28 July 2006, Rome - A general view of FAO Headquarters.

The Food and Agricultural Organisation (FAO) agency of the United Nations, says Nigeria, in the next 30 to 40 years, will face unprecedented pressure in its livestock production.

FAO Country Representative in Nigeria, Mr Suffyan Koroma, made the prediction in Abuja, Tuesday at the onset of the dialogue on in Abuja “Lunch of Africa Sustainable Livestock’’ (ASL 2050) project.

He said that the forecast was built on the evidence that the demand for livestock-based foods would grow rapidly due to increased human population and resultant rise in consumer purchasing power and urbanisation.

“Data from FAO shows that by 2050, beef, dairy and poultry consumption are anticipated to grow by 117 per cent, 557 per cent and 253 per cent respectively from the 2010 levels,’’ he said.

Koroma said that as a result of this data, policy and institutional reforms should be developed, while long-term projections were made.

He also called for solid data and evidence-based analysis to ensure that the opportunities generated by the growing market for livestock-based foods translated into widespread benefits for the populace, including livestock producers, consumers and others along the value chains.

He stressed that due to the heterogeneity and complexity of the livestock sector and its negative effect on the society, the ASL 2050 project was, therefore, looking beyond the current policies and programmes as well as the required inputs from multiple sectors.
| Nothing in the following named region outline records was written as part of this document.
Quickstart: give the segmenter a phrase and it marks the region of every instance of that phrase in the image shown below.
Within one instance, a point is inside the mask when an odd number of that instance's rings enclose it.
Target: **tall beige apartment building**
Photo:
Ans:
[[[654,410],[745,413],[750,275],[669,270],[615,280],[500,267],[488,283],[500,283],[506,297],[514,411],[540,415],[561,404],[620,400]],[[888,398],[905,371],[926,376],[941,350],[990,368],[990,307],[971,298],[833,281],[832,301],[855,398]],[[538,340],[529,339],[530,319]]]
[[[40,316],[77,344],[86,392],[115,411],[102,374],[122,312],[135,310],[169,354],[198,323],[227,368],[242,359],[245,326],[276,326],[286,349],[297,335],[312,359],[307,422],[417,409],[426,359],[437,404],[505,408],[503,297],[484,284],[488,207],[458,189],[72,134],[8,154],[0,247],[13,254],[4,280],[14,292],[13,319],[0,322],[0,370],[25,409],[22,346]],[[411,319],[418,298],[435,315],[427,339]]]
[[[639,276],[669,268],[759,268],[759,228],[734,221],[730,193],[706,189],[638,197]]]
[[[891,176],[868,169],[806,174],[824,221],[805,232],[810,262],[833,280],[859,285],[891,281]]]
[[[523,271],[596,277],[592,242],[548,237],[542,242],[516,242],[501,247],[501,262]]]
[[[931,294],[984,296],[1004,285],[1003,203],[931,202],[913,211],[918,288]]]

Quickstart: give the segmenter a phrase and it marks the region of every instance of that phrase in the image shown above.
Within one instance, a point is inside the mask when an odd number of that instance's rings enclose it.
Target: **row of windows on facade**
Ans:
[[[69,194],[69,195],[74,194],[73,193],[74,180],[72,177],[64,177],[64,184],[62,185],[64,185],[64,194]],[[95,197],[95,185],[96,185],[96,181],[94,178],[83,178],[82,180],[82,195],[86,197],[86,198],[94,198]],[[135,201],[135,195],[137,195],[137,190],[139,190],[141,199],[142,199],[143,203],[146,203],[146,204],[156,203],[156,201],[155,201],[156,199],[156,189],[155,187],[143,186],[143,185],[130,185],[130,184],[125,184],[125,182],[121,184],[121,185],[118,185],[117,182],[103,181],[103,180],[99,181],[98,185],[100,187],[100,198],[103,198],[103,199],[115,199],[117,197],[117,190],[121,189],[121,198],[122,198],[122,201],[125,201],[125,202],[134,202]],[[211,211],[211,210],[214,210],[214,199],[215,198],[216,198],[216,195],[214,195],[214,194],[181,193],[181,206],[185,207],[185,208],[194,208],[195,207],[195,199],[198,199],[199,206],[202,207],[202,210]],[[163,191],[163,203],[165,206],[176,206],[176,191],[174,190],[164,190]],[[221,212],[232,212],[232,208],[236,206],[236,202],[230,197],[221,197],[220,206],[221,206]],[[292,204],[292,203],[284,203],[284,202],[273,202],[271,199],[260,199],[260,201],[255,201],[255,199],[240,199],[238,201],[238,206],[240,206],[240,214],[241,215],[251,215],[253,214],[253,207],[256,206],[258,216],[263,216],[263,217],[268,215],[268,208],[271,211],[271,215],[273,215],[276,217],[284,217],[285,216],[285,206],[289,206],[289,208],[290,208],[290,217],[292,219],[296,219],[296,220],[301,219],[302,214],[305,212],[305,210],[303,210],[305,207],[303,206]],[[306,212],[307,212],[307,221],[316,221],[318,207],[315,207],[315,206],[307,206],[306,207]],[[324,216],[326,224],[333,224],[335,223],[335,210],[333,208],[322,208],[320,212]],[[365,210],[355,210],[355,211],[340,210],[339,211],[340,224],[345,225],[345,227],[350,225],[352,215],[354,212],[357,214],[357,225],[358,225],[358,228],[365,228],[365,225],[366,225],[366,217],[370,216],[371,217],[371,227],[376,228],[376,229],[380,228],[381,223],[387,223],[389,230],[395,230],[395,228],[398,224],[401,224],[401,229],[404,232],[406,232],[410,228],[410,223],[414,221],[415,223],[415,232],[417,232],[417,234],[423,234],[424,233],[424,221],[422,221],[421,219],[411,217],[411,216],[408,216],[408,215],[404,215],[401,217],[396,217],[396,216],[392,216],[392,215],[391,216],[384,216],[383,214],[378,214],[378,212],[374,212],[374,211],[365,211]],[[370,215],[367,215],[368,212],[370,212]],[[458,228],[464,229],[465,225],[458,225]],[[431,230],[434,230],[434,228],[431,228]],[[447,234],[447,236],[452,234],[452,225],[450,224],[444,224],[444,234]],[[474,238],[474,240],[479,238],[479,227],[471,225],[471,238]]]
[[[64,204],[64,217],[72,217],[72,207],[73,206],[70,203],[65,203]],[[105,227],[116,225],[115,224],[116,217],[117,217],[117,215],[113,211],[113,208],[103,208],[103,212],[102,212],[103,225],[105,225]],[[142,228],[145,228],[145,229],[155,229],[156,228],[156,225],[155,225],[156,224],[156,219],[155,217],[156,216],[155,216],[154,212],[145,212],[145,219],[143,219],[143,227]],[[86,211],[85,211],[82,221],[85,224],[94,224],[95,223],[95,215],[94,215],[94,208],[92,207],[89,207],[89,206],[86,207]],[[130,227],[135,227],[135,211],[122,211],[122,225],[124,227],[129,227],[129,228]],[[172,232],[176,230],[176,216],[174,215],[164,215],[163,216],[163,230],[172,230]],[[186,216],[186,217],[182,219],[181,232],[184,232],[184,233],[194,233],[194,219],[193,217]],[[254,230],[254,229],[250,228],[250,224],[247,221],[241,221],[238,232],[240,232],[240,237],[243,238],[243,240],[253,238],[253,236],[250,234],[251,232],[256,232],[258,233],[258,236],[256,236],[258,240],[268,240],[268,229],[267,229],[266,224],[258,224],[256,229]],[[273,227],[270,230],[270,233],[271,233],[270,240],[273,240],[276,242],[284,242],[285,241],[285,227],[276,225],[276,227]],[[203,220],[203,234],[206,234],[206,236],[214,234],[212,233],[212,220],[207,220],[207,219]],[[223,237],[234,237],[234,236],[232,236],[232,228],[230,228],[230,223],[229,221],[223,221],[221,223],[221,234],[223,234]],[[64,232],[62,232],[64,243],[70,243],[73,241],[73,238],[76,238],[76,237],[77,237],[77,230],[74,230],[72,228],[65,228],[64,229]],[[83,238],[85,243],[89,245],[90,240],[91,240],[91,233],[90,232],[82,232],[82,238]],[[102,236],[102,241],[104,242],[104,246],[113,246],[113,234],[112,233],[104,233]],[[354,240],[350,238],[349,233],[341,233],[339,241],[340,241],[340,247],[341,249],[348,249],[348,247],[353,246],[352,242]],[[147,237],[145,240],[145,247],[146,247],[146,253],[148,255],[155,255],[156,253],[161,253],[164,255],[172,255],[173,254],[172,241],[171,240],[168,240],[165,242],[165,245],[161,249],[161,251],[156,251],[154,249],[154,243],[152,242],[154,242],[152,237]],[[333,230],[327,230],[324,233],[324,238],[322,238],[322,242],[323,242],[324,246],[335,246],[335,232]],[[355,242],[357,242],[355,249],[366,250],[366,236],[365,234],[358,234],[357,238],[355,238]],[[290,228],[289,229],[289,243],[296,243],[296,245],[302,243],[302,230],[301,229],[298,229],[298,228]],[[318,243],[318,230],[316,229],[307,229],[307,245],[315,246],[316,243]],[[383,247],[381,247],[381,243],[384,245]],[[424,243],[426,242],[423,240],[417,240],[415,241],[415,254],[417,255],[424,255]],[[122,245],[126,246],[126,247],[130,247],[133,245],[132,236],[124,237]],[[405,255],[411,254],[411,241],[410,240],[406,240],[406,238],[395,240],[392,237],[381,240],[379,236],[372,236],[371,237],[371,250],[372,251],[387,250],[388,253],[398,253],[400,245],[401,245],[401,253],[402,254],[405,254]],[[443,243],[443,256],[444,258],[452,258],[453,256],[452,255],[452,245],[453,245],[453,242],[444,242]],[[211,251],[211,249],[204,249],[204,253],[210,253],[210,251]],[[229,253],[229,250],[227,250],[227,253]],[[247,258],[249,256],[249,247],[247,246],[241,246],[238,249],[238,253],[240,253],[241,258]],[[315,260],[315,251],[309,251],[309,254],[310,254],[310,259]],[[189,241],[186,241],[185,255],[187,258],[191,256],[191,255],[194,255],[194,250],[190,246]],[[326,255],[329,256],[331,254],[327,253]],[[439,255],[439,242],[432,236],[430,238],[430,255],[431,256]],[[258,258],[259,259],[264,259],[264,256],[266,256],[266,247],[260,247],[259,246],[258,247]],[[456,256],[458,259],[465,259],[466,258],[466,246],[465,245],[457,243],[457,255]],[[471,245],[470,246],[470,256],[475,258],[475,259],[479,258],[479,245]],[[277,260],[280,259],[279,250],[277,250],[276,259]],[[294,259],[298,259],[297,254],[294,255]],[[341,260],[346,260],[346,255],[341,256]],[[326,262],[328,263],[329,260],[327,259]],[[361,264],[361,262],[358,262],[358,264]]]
Koroma said that the FAO Country Office, in collaboration with its regional office and headquarters, would give adequate support to Nigeria and expand the support to cover the entire African continent, starting with the West African sub-region.

Permanent Secretary, Federal Ministry of Agriculture and Rural Development, Dr Bukar Hassan, said that in response to increasing demand for livestock-based foods, producers would make significant investments in livestock farming systems and value chains.

He said that such investments would result in increased supply of livestock-based foods so as to satisfy the consumers’ demand.

“The impact of the investments on people’s livelihoods, public health and environments will be very significant and the majority of the rural populace depends on it. It is also estimated that livestock contributes over 15.5 per cent to all human-induced greenhouse gas emissions,’’ he said.

Besides, Hassan said that through the ASL2050, the government and the supporting agencies would be able to dialogue, share knowledge and consult with the stakeholders in order to identify opportunities and threats associated with long-term livestock development plans.

He said that the institutions would also be able to agree on priority reforms and investments to create the capacity that were needed to ensure sustainable development of the livestock sector in the next three decades.

Hassan described the project as a major opportunity for the livestock community in Africa, adding that Nigeria would lead by example in efforts to build sustainable and healthy livestock systems for the future.

Recommendations of the three-day dialogue, ASL 2050, will be implemented by FAO in Nigeria, Uganda, Kenya, Ethiopia, Egypt and Burkina Faso.